Status offenses are not crimes, but behaviors prohibited under law because of a youth’s status as a minor. The five most common behaviors that are designated as status offenses are skipping school, acting out, running away, underage drinking, and violating curfew.

For a lot of kids, these behaviors can be a normal part of adolescent development, which is a time of exploration and risk-taking, often marked by being impulsive and susceptible to peer pressure. But in other instances, they can signal underlying problems that need closer attention. Yet, when families, schools, and communities don’t know what else to do—and tensions are running high—they call on the justice system to step in.

Turning to the juvenile justice system to handle these cases can have negative consequences. Many places nationwide lack options to divert, screen, and assess kids who exhibit these behaviors, often leaving justice system actors with no options to keep kids at home and in their communities. The result: kids charged with status offenses may be arrested and can end up in locked facilities, which further exacerbates the circumstances that drive their behaviors. This approach is not only costly in terms of justice system expenses, but also serves to further criminalize underserved kids who are often subject to harsh biases and discipline, including girls, kids in poor communities, kids of color, and LGBT/Gender Non-conforming (GNC) youth.

Thankfully, there is good news on this front. Many places are now recognizing the value of rethinking their approach to status offenses, with the aim of keeping these kids out of their juvenile justice systems entirely. These community-based approaches have led to reduced court caseloads, lower government costs, and more meaningful and lasting support to children and families in their communities.

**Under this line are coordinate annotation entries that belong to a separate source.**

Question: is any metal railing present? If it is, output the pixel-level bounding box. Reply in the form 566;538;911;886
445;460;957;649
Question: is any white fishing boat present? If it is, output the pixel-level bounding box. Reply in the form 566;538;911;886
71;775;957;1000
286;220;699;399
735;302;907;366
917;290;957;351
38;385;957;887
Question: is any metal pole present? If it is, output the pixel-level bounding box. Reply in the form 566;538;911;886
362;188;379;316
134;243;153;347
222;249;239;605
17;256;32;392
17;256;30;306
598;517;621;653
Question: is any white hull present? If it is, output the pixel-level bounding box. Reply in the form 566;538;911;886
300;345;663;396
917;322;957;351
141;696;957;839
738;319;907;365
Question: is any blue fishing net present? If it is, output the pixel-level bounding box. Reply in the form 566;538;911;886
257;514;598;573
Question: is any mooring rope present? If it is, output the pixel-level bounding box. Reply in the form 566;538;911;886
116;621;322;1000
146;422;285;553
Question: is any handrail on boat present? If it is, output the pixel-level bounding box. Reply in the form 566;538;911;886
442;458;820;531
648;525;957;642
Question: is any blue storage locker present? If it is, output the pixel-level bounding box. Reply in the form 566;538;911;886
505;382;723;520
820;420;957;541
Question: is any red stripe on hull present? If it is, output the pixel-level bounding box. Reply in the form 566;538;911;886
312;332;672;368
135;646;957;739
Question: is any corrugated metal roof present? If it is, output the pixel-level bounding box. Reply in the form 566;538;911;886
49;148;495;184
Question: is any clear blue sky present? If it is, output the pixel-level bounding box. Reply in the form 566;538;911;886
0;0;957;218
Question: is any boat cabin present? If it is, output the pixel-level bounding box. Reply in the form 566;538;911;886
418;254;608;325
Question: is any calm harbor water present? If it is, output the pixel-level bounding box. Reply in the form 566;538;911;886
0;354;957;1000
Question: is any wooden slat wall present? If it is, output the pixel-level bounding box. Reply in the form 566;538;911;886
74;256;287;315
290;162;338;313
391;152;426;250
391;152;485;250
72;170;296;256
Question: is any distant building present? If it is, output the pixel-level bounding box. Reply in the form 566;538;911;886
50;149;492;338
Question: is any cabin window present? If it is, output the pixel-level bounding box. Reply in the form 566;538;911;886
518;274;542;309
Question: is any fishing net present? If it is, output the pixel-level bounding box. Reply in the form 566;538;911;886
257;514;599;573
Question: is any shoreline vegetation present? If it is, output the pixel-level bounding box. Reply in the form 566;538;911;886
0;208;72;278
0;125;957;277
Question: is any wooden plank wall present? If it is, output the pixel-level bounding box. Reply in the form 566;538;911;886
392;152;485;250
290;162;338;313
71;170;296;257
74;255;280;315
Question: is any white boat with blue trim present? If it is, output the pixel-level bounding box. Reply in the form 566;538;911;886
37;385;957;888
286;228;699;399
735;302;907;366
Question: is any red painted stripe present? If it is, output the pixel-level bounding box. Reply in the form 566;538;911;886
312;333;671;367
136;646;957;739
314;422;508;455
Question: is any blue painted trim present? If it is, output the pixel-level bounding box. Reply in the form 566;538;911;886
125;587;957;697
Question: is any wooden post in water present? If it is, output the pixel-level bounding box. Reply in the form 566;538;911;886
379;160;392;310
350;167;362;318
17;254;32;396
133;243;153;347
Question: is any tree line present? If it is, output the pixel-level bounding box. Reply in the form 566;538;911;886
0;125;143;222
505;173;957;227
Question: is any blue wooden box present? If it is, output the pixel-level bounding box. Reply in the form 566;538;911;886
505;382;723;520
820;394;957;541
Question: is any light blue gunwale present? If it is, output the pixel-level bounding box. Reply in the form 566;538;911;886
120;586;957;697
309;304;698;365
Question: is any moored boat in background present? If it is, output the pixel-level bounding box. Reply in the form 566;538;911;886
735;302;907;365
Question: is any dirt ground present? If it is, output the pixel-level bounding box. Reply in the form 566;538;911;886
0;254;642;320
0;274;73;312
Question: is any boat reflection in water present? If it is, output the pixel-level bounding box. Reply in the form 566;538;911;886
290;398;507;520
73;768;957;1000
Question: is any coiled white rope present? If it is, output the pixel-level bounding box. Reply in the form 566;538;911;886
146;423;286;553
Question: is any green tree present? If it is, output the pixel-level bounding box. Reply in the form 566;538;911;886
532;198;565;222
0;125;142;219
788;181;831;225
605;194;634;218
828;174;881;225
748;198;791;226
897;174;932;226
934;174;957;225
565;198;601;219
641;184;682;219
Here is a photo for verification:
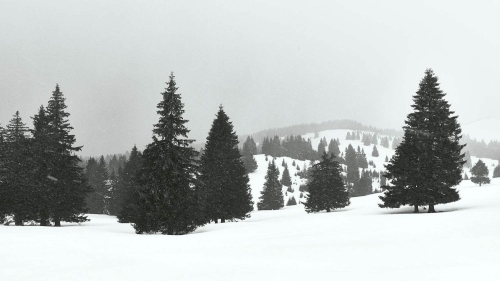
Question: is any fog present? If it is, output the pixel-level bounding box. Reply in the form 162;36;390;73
0;1;500;155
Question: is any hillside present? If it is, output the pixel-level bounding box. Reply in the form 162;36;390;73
0;179;500;281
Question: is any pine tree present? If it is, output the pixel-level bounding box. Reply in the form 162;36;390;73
286;196;297;206
493;164;500;178
85;155;108;214
200;106;253;223
131;73;205;235
345;144;359;189
257;161;284;210
0;111;36;225
114;145;142;223
470;159;490;186
281;164;292;187
304;153;350;213
242;136;257;174
379;69;465;213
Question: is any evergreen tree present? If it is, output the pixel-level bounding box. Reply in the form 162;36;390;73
380;69;465;212
328;139;340;157
200;106;253;223
131;73;205;235
85;155;108;214
257;161;284;210
114;145;142;223
281;164;292;187
351;171;373;197
304;153;350;213
345;144;359;189
286;196;296;206
0;111;36;225
470;159;490;186
493;164;500;178
242;137;257;174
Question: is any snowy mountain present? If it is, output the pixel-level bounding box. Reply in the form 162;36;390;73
0;179;500;281
462;117;500;143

Vera’s Status Offense Reform Center (SORC) has been a critical resource for policymakers and practitioners across the country as they embark on these reform efforts. Specifically, SORC offers three primary types of support:

  • Resources and tools: We help educate the field about why punitive responses to these types of behaviors are not effective and share knowledge about promising practices and research to support a more community-based approach.
  • On-the-ground assistance: We help states and localities interested in decriminalizing adolescent misbehaviors and reorienting other systems and communities to better support kids and families. We look closely at how systems are currently operating and help facilitate system-wide conversations about what is needed outside of the justice system response.